Berlusconi, der selbst aufgrund von abgehörten Gesprächen über seine Beziehungen zu Callgirls und undurchsichtige Geschäfte unter Druck geraten ist, will, dass Abhören künftig nur noch bei Verdacht auf Terrorismus, Mafiaverbindungen, Pädophilie und Mord erlaubt sein soll.
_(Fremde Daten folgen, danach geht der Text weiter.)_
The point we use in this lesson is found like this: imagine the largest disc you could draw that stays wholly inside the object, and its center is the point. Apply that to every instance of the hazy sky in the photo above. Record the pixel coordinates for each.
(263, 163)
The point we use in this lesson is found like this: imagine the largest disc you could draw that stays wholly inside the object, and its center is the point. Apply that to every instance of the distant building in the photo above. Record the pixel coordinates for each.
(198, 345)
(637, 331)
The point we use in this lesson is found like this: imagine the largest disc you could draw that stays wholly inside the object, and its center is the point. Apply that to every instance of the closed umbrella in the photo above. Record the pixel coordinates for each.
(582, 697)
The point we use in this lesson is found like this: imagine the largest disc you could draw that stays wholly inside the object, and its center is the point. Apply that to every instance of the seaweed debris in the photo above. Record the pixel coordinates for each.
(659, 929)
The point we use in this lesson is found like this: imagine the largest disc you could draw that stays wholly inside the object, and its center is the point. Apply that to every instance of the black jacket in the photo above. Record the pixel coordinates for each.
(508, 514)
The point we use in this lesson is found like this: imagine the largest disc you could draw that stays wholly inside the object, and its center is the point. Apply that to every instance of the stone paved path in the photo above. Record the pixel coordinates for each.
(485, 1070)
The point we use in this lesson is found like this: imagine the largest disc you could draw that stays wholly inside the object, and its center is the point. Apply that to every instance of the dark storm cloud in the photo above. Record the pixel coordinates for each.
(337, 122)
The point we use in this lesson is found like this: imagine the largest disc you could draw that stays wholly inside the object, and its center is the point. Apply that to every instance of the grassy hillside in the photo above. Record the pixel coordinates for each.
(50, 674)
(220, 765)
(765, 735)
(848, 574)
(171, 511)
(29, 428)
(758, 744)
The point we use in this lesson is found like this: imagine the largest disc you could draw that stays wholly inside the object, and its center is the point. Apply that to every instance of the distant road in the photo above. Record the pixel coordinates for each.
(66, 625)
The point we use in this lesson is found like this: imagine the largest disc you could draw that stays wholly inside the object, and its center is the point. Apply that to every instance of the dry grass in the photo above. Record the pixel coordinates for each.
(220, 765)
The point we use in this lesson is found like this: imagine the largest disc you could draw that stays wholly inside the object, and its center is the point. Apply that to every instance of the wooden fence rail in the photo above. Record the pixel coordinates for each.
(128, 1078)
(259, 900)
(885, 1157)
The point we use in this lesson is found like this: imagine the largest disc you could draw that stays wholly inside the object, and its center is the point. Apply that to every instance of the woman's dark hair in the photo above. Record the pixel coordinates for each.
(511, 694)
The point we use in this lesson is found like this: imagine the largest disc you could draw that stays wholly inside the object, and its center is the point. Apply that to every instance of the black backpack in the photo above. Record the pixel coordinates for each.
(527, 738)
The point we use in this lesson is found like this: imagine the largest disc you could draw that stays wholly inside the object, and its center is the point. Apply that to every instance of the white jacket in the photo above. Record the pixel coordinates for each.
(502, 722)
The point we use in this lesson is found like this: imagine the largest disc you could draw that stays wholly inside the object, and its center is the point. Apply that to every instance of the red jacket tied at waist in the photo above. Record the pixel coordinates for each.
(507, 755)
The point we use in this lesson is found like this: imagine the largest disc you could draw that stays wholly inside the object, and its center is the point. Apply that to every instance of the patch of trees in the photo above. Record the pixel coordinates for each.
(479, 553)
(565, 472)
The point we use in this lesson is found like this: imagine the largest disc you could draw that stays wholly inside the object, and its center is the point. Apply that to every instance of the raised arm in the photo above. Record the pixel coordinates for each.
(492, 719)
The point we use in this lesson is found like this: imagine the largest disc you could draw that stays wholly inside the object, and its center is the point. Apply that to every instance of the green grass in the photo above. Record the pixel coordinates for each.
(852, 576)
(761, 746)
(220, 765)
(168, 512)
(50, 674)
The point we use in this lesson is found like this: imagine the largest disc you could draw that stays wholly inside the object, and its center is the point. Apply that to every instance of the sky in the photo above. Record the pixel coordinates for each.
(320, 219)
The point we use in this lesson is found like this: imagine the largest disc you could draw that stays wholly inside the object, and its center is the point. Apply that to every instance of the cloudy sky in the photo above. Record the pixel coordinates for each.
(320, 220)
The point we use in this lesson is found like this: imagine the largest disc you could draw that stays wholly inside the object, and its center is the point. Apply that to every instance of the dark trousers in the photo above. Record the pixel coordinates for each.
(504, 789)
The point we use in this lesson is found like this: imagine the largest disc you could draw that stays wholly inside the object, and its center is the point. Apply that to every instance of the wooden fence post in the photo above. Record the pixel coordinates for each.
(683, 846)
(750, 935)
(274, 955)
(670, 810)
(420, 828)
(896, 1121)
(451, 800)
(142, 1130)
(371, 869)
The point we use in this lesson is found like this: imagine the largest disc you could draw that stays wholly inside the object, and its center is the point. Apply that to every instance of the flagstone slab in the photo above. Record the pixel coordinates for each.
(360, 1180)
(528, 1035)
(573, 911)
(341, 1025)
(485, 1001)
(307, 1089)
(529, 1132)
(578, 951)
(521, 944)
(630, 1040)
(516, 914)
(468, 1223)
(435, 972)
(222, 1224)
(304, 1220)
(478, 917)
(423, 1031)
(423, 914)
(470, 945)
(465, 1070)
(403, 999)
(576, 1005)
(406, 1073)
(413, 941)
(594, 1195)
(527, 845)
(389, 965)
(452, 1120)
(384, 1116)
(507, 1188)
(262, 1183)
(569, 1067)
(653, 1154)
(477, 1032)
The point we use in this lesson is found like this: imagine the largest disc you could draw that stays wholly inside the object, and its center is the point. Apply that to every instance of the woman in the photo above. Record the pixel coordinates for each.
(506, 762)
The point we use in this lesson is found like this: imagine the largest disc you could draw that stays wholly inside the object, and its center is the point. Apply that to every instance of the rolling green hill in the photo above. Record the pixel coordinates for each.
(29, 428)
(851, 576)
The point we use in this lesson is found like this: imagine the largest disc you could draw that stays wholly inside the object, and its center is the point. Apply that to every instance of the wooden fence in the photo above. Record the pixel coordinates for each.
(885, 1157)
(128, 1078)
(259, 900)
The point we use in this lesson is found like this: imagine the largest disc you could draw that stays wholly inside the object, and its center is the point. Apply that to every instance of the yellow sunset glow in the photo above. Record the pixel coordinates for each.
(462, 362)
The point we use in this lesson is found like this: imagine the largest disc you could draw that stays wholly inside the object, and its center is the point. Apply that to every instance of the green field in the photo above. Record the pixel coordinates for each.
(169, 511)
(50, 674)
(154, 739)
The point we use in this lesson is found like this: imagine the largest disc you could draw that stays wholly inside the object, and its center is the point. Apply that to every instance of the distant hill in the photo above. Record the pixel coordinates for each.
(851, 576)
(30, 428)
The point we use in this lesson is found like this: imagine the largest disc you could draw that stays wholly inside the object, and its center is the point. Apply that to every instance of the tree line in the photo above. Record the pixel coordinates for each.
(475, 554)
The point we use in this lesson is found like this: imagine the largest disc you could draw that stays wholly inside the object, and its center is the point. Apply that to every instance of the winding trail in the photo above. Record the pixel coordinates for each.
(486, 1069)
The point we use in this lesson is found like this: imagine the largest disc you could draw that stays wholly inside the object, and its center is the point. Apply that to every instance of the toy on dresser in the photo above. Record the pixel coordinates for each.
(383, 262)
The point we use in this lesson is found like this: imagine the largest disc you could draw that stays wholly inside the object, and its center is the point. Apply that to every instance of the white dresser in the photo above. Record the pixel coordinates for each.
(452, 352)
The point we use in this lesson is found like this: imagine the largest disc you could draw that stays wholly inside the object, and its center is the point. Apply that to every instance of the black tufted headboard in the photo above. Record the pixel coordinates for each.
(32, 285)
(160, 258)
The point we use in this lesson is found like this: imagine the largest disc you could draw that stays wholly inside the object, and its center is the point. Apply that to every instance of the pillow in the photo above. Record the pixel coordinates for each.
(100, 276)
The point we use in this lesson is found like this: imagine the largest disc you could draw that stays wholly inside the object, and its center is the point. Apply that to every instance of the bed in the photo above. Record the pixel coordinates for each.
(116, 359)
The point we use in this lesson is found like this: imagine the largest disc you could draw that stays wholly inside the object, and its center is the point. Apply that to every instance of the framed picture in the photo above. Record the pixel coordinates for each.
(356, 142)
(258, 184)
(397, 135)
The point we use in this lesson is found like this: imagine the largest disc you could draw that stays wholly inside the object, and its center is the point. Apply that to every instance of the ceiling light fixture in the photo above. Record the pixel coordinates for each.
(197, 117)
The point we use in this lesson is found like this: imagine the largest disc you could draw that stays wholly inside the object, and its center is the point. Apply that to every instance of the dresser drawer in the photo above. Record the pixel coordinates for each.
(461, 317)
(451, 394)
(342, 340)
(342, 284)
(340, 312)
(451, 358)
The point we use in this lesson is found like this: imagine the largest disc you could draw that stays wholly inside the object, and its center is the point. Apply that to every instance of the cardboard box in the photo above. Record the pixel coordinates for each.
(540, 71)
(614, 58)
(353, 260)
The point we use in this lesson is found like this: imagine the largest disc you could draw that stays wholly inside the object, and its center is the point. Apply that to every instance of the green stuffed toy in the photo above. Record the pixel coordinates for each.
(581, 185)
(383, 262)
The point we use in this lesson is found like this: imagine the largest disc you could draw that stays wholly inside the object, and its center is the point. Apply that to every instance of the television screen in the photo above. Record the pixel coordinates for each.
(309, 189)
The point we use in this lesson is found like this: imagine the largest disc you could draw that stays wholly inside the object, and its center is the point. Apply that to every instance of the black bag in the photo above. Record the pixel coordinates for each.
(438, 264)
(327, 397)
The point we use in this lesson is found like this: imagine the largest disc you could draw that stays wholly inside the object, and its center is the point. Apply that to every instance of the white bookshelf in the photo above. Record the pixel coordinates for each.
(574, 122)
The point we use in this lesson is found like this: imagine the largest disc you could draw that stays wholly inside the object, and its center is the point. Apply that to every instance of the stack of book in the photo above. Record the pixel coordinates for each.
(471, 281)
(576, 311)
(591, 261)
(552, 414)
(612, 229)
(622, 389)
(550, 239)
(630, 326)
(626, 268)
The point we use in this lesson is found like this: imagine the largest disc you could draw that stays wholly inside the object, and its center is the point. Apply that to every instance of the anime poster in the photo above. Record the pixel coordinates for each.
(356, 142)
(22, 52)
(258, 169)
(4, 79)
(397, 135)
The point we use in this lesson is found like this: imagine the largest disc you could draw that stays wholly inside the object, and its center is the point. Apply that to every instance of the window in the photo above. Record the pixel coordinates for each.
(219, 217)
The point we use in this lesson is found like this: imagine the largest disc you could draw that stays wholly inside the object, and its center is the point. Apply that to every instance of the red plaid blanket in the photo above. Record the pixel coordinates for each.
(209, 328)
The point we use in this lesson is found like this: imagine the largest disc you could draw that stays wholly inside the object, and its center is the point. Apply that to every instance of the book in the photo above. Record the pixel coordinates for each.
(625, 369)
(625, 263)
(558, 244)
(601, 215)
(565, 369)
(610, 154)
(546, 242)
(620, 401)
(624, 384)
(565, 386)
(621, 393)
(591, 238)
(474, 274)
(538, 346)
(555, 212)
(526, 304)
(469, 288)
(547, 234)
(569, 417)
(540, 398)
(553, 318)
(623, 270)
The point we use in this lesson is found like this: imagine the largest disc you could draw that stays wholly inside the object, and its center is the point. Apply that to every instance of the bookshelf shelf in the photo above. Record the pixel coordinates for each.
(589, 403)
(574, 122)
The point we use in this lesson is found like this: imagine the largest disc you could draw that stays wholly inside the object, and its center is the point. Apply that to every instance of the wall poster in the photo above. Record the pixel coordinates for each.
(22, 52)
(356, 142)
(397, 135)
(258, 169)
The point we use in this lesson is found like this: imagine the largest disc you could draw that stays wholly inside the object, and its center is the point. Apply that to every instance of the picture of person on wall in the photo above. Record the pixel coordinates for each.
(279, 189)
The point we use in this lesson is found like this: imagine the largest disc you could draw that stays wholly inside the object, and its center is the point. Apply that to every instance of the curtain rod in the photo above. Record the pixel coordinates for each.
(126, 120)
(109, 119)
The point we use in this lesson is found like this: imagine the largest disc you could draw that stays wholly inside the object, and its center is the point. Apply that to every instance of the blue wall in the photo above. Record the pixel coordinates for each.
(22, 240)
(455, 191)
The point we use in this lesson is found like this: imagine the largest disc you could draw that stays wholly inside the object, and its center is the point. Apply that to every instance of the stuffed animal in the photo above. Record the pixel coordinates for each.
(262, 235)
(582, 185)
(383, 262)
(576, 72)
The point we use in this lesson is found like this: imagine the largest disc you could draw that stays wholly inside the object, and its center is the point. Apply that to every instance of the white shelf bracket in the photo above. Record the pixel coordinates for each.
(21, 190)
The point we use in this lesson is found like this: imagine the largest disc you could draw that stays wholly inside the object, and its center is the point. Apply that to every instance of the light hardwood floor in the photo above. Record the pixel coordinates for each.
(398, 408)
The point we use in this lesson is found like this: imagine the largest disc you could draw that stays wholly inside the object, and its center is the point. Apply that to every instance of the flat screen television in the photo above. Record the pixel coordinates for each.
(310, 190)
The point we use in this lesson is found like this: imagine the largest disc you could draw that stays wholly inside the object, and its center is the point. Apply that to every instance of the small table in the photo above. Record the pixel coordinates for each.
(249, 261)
Nach dem Gesetzesvorschlag soll künftig auch eine aus Richtern und Anwälten zusammengesetzte Kommission in sogenannten "Filter-Anhörungen" darüber entscheiden, welche Mitschnitte als Beweismittel für einen Prozess zugelassen werden.
Aus Protest gegen das Vorgehen der Regierung hat die zuständige parlamentarische Berichterstatterin Giulia Bongiorno von der Fini-Partei FLI ihr Amt zurückgelegt. Sie hatte vor einem Jahr einen Gesetzeskompromiss zustande gebracht, wonach man bis zu den "Filter-Anhörungen" zumindest über den Inhalt der abgehörten Telefongespräche berichten konnte.
Die Pläne der Regierung stoßen auf weitgehende Ablehnung bei Richtern, Journalisten und der Opposition, die darin eine Einschränkung der Pressefreiheit und einen Angriff gegen die Demokratie sehen.
Entschärft wurde unterdessen durch einen gemeinsamen Antrag von Regierung und Opposition ein Gesetzesentwurf, der Web-Anbieter verpflichten sollte, jegliche Inhalte ohne weitere Prüfung zu korrigieren, wenn dies jemand unter Hinweis auf sein Ansehen fordert. Die italienische Ausgabe von Wikipedia hatte dagegen protestiert und ihre Website vom Netz genommen.